Selling your coffee
How a smallholder's coffee reaches the market and how the Moshi auction works — in plain words, taking no side.
Moshi is the home of Tanzania's coffee auction, and most of the hills around it grow arabica. This explains, in plain words, how a smallholder's coffee reaches the market and how the auction works. It takes no side in any cooperative dispute — these are the facts of the system.
Where is coffee sold in Moshi?
Moshi hosts the Moshi Coffee Auction — the country's central national trading floor for coffee, run by the Tanzania Coffee Board (TCB). It usually runs once a week, on Thursdays, through the marketing season.

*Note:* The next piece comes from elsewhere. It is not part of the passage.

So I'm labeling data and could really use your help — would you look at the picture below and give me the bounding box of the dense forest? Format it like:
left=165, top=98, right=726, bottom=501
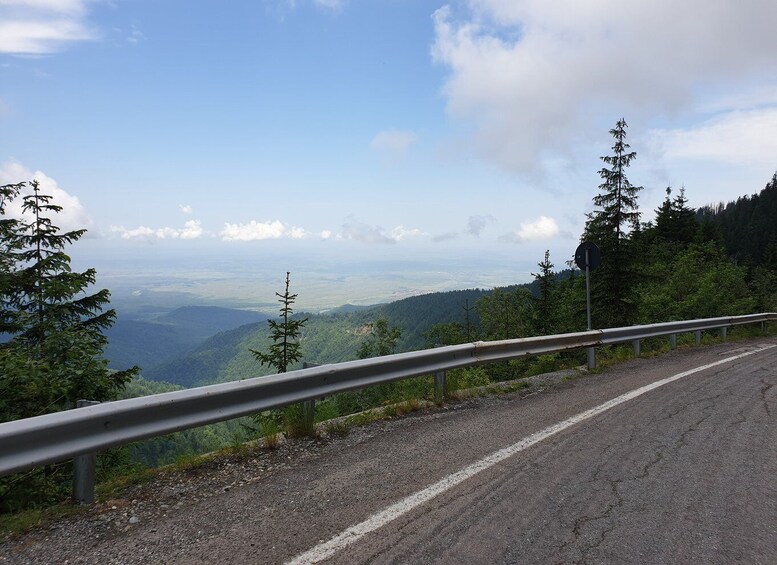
left=2, top=120, right=776, bottom=512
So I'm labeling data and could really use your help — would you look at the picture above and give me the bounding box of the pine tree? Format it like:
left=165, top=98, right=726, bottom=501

How does the auction work?
Licensed buyers bid for lots of coffee on the floor. Bidding is in US dollars and priced per 50 kilograms, and TCB sets a reserve price tied to the world (terminal) market so coffee is not sold below it. Payments for coffee sold pass through the Coffee Board. Only participants registered and licensed by TCB can trade on the floor.

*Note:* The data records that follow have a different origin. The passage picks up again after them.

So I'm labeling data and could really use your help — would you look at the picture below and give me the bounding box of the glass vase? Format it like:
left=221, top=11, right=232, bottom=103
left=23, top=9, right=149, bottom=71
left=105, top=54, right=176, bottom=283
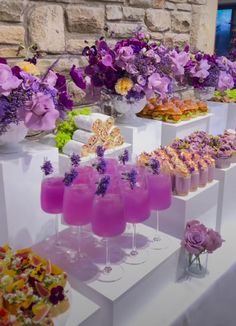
left=186, top=252, right=208, bottom=278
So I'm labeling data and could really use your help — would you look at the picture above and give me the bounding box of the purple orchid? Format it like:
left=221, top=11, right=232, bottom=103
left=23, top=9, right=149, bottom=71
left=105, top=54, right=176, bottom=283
left=217, top=71, right=234, bottom=91
left=24, top=92, right=59, bottom=131
left=190, top=59, right=210, bottom=79
left=170, top=50, right=190, bottom=76
left=0, top=63, right=22, bottom=96
left=70, top=65, right=86, bottom=90
left=147, top=73, right=170, bottom=98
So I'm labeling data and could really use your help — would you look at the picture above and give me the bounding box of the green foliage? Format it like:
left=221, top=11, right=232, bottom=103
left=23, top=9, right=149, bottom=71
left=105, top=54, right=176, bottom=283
left=55, top=107, right=91, bottom=152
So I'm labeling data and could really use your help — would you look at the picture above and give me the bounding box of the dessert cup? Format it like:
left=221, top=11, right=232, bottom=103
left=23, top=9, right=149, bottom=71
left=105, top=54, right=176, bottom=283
left=208, top=165, right=215, bottom=182
left=190, top=171, right=199, bottom=191
left=215, top=157, right=231, bottom=169
left=199, top=168, right=208, bottom=187
left=175, top=174, right=191, bottom=196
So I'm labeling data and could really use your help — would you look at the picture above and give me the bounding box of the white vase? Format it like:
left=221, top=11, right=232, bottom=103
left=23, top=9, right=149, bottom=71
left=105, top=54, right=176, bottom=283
left=0, top=122, right=28, bottom=153
left=112, top=96, right=146, bottom=125
left=194, top=87, right=215, bottom=101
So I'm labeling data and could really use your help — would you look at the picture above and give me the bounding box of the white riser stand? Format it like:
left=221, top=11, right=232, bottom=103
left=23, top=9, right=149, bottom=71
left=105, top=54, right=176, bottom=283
left=145, top=180, right=219, bottom=239
left=117, top=118, right=162, bottom=159
left=33, top=225, right=180, bottom=326
left=66, top=289, right=100, bottom=326
left=215, top=163, right=236, bottom=233
left=160, top=114, right=211, bottom=146
left=227, top=103, right=236, bottom=130
left=207, top=101, right=228, bottom=135
left=59, top=143, right=132, bottom=174
left=0, top=141, right=58, bottom=249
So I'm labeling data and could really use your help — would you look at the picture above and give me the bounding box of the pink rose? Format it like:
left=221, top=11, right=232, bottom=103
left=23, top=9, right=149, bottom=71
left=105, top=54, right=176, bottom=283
left=182, top=220, right=207, bottom=255
left=204, top=229, right=223, bottom=253
left=24, top=92, right=59, bottom=131
left=0, top=63, right=22, bottom=96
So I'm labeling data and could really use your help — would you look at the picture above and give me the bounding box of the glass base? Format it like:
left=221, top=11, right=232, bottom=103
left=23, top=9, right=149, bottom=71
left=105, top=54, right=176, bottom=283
left=187, top=265, right=208, bottom=278
left=150, top=234, right=168, bottom=250
left=125, top=248, right=147, bottom=265
left=70, top=226, right=91, bottom=239
left=98, top=264, right=124, bottom=282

How does my coffee get from my farm to the market?
Most smallholders sell through their AMCOS — the primary cooperative society — which collects members' cherry or parchment. The coffee is then dried and milled (cured) at a dry mill and graded by bean size, before it is sold. From there it takes one of two routes: through the Moshi auction to licensed exporters, or through the 'direct export window'. Both routes are registered with TCB.

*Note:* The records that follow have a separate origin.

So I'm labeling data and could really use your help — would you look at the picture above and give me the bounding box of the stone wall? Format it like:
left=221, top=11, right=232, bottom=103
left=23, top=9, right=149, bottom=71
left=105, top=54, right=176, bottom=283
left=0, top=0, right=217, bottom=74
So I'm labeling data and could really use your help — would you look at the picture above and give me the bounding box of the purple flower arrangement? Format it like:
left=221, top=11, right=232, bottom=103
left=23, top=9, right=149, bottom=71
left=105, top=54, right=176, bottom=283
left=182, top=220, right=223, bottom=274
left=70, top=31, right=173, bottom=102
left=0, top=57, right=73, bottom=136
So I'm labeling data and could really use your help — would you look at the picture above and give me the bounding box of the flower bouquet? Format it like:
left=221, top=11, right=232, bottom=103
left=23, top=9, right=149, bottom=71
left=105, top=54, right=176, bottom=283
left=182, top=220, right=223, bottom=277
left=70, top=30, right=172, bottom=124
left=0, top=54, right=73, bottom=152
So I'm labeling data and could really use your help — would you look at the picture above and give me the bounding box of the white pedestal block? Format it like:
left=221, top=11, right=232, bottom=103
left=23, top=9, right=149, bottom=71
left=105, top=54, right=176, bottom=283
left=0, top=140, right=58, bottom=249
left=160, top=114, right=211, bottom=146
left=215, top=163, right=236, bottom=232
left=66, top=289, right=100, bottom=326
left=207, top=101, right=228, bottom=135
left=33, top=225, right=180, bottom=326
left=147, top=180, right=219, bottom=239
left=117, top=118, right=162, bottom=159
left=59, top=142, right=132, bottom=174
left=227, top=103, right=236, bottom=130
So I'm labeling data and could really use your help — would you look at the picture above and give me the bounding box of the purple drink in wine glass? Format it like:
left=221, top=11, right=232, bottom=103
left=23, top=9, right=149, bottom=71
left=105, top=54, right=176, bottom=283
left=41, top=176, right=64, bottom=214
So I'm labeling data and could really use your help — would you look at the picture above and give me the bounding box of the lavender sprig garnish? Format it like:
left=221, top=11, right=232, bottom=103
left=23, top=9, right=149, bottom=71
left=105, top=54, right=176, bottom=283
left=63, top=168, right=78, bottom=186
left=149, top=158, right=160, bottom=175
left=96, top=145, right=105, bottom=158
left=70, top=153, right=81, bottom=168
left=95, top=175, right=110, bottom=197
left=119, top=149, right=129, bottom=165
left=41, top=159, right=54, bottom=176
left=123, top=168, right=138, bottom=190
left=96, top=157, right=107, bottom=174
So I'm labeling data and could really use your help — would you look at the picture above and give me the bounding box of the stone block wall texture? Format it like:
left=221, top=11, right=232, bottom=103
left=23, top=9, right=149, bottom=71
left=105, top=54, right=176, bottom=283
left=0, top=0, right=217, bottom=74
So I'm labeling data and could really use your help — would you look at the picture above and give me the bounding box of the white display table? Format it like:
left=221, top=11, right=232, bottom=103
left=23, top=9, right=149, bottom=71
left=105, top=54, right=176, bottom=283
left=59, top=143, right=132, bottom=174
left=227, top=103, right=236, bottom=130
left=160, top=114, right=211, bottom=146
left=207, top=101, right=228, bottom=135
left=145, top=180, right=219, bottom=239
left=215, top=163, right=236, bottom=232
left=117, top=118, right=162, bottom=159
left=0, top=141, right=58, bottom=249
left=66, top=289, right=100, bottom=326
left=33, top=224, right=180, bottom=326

What is the direct export window?
It is a route where a union, cooperative society or estate sells coffee straight to a buyer without going through the auction, under a contract registered with TCB. The balance between the auction and direct sales has changed with government rules over the years, so it is worth checking what applies for the current season.
What about KNCU and the cooperatives?
The Kilimanjaro Native Co-operative Union (KNCU), which grew out of a 1925 planters' association and was registered in the early 1930s, is widely described as one of the oldest coffee cooperative unions in Africa. Many Kilimanjaro growers still market their coffee through member societies of a union like this. How well a particular society or union serves its members is a live debate among farmers — that is a choice for growers, not something this page judges.
When is the coffee season?
Tanzania's coffee marketing year runs from July to June. On Kilimanjaro the arabica harvest is mainly mid-year, roughly June to August, and the Moshi auctions then run weekly from about August into the following May. Exact dates shift year to year with the harvest.
Do I need to be registered to sell my coffee?
Yes. Growing and selling coffee is regulated by TCB under the Coffee Industry Act. Smallholders market through a registered AMCOS or cooperative, and buyers and exporters must hold a TCB licence. Your primary society is the place to ask about registration.
Where can I check auction prices?
Full results are sent to licensed participants after each sale, and per-grade prices are usually reported in the Tanzanian press in the days after an auction. The Tanzania Coffee Board (coffeeboard.or.tz) is the official source for the rules and the auction calendar.